「没頭して、時間を忘れて動き続けてしまう」とき、私たちの体の中では何が起きているのでしょうか?
逆に、「もっと頑張らなきゃいけないのに、どうしても動けない……」と感じてしまうとき、何が起きているのか?
今日はそんな、私たちの生命維持に関わる、体の中にある「ブレーキ」と「潤滑油」についてお話したいと思います。
▶ 1. なぜ、アクセルを踏むほど疲れるのか?
私たちはついつい、「動けないのは気合が足りないからだ」と自分にムチを打ってしまいがちです。
でも、生化学的な視点で見ると、全く違う景色が見えてきます。
体が「低血糖(省エネモード)」になっているとき、それは細胞が「今は燃料が足りないから、大きな活動は禁止!」と強力なブレーキをかけている状態なんです。
エンジンオイルが切れて、金属同士がキリキリと擦れ合っている車を想像してみてください。
そんな状態で、もっと速度を出そうとアクセルを力いっぱい踏んだら……どうなるでしょうか?
火花が散って、最後にはエンジンそのものが焼き付いて壊れてしまいますよね。
体も同じです。エネルギー(ATP)が足りない状態で無理に頑張ろうとすると、脳と体は「これ以上は危険だ!」と判断して、さらに強いブレーキ(強制終了)をかけてくる。
これが、頑張れば頑張るほど動けなくなるパターンの正体です。
▶ 2. ストレスホルモンという名の「無理やり加速装置」
でも、私たちは「本当は動けないはずの体」を、無理やり動かす方法を知っています。
それが、カフェインだったり、強い意志の力(=アドレナリンやコルチゾール)だったりします。
これは、壊れかけのエンジンにニトロをぶち込んで、一時的に爆速で走らせるようなもの。
その時は動けるかもしれません。でも、その代償として細胞のダメージはさらに深まり、ブレーキはもっと重く、深くかかるようになってしまいます。

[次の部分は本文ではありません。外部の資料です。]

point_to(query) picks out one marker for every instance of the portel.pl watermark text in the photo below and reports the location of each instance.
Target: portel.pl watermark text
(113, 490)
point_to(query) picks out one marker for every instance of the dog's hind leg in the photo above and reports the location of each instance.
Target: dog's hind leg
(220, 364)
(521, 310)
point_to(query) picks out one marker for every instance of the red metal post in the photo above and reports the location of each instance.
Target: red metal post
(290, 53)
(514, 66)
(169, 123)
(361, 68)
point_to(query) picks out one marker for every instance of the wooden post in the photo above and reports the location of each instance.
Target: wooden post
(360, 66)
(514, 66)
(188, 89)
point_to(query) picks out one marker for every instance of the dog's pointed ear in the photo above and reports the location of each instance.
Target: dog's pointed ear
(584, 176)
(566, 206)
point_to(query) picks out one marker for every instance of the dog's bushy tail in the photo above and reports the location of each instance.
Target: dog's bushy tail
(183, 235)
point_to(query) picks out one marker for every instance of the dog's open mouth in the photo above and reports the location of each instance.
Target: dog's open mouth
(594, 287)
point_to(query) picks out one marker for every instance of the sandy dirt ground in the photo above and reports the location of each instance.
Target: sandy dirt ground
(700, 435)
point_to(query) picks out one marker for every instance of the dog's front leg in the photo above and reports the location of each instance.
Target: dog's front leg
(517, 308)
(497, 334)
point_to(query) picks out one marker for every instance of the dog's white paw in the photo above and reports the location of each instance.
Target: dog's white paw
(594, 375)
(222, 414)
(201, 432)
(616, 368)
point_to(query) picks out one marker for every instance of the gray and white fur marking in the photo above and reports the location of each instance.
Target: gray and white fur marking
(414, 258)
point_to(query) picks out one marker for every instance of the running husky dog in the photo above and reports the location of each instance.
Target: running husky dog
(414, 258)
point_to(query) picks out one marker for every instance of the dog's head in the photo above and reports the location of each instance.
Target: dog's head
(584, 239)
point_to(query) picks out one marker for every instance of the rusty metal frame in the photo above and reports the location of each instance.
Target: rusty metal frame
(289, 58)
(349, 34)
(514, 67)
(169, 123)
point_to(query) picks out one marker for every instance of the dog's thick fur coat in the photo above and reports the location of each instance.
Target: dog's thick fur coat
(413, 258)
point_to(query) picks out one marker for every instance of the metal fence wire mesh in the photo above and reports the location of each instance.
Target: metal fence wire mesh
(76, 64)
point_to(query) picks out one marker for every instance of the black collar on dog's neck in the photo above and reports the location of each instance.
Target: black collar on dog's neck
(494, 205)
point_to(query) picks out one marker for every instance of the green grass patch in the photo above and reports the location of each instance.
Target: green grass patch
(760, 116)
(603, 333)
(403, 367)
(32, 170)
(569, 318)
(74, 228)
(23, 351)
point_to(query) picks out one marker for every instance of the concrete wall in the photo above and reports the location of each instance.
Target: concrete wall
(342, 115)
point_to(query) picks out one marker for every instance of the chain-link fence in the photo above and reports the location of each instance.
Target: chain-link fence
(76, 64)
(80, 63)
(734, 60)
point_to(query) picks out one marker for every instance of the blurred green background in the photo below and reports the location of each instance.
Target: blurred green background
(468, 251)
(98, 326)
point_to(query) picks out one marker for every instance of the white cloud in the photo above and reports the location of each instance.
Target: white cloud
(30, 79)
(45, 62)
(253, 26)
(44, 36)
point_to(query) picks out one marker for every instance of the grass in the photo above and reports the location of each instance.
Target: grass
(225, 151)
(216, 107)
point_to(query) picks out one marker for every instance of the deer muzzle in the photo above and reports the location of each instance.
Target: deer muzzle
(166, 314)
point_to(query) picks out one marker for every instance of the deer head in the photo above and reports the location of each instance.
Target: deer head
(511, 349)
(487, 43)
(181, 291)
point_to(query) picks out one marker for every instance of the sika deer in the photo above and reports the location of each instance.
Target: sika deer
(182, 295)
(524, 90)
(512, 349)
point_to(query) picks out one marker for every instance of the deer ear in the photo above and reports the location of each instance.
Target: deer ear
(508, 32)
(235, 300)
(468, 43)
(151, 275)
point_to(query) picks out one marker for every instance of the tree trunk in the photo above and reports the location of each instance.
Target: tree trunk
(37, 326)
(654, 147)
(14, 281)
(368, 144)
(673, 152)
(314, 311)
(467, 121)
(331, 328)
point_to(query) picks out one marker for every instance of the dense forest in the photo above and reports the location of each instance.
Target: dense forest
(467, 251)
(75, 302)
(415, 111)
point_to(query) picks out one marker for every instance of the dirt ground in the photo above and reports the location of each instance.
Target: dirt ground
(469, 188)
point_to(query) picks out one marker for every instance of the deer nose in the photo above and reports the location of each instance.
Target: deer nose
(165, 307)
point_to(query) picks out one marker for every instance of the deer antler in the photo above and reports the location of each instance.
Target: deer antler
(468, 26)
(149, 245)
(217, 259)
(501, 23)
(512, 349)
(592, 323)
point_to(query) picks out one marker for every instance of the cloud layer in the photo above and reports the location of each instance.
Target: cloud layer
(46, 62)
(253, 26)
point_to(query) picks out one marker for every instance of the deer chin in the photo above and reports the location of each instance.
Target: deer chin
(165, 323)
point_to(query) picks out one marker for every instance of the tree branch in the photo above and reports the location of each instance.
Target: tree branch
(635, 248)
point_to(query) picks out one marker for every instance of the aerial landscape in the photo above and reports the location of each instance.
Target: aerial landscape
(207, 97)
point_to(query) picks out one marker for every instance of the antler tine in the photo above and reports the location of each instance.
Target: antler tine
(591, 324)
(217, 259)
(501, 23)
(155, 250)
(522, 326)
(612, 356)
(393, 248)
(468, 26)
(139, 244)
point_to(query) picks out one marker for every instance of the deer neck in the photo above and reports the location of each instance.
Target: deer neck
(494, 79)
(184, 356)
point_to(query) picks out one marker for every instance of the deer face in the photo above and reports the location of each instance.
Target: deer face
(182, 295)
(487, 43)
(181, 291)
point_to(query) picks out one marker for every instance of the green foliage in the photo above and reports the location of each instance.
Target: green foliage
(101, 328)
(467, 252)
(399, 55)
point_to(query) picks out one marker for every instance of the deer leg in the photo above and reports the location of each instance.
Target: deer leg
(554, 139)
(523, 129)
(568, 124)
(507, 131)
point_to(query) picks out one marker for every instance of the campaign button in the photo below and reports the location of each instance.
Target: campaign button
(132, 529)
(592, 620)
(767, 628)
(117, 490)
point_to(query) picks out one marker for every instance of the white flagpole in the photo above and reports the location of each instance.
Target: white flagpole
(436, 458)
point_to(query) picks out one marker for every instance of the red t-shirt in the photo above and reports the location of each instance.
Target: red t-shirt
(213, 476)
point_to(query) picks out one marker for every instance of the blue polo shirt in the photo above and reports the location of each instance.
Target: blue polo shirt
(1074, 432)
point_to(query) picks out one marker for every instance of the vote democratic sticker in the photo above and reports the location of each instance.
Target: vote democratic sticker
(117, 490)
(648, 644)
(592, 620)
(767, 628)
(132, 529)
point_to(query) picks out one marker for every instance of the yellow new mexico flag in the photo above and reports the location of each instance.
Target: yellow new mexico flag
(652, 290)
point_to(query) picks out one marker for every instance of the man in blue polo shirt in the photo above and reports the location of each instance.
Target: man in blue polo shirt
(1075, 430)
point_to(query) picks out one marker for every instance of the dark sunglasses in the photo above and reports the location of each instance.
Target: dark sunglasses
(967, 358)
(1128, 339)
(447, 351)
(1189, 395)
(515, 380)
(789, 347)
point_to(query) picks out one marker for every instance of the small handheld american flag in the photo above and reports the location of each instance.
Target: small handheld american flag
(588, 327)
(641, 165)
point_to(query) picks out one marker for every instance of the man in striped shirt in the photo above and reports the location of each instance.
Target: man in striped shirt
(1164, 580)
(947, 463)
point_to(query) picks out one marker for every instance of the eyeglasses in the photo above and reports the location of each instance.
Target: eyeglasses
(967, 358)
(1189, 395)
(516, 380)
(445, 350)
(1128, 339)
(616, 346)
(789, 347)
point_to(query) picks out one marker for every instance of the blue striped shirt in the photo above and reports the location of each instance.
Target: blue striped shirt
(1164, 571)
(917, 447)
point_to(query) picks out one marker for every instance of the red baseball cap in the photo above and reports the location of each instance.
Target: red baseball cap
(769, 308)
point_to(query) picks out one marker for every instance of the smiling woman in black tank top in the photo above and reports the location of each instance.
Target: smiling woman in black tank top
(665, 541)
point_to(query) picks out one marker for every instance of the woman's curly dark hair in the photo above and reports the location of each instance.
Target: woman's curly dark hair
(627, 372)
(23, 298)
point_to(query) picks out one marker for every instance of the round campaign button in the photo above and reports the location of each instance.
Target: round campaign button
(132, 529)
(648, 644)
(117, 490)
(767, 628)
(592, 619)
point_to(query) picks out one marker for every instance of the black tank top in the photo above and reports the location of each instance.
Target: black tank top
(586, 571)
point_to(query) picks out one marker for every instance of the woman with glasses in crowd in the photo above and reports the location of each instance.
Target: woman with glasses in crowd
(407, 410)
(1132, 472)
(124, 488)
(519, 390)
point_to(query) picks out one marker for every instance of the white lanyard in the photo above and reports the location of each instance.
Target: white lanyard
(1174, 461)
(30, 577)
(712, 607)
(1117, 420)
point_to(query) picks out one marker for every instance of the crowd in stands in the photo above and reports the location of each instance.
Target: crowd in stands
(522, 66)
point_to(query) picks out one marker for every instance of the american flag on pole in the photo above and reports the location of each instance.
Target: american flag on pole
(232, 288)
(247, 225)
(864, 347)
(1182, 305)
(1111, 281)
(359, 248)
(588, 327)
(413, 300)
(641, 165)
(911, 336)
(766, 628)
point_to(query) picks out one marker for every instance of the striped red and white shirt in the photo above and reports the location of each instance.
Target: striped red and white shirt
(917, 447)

気づいた時には、「何をしても楽しくない」「朝、起き上がるのがやっと」という状態になってしまうこともあるんです。
▶ 3. 必要なのは「ムチ」ではなく「潤滑油」
もし今、あなたが「頑張りたいのに、頑張れない」というブレーキを感じているのなら。
今必要なのは、アクセルをさらに踏み込むことではありません。
キリキリと音を立てている細胞たちに、たっぷりの「潤滑油」を注いであげること。
その潤滑油とは、ズバリ「代謝(エネルギー代謝)」です。
・脳が安心して働けるだけの、十分な糖(グルコース)
・甲状腺をサポートして、細胞の火を消さない環境(十分な糖とお塩、体温を下げないことなど)
・「今は安全だよ、動いても大丈夫だよ」という脳へのサイン(低血糖を防ぐこまめな補食や、深いリラックスなど)
これらが整ってくると、あんなに重かったブレーキが、スルスルと自然に外れていきます。
頑張らなきゃ!と踏ん張らなくても、気がついたら軽やかに動き出している。
そんな感覚です。
無理に走ろうとするのを、一度お休みしてみませんか?
「どうして私はできないんだろう」と自分を責める代わりに、
「私のブレーキはどこにあるのかな? 何を欲しがっているのかな?」
と、自分の細胞たちの声に耳を傾けてみてください。
潤滑油さえ満ちれば、あなたはまた、本来の輝きを持って勝手に走り出しますから。
「頑張る」の定義が、我慢することから「自分を満たすこと」に変わる。
そんな視点で、今日の自分を労ってあげてくださいね。
ということで、今日の話も代謝高く行こうね!という話に落ち着くわけです。
明日の自分も、軽やかに動き出せますように。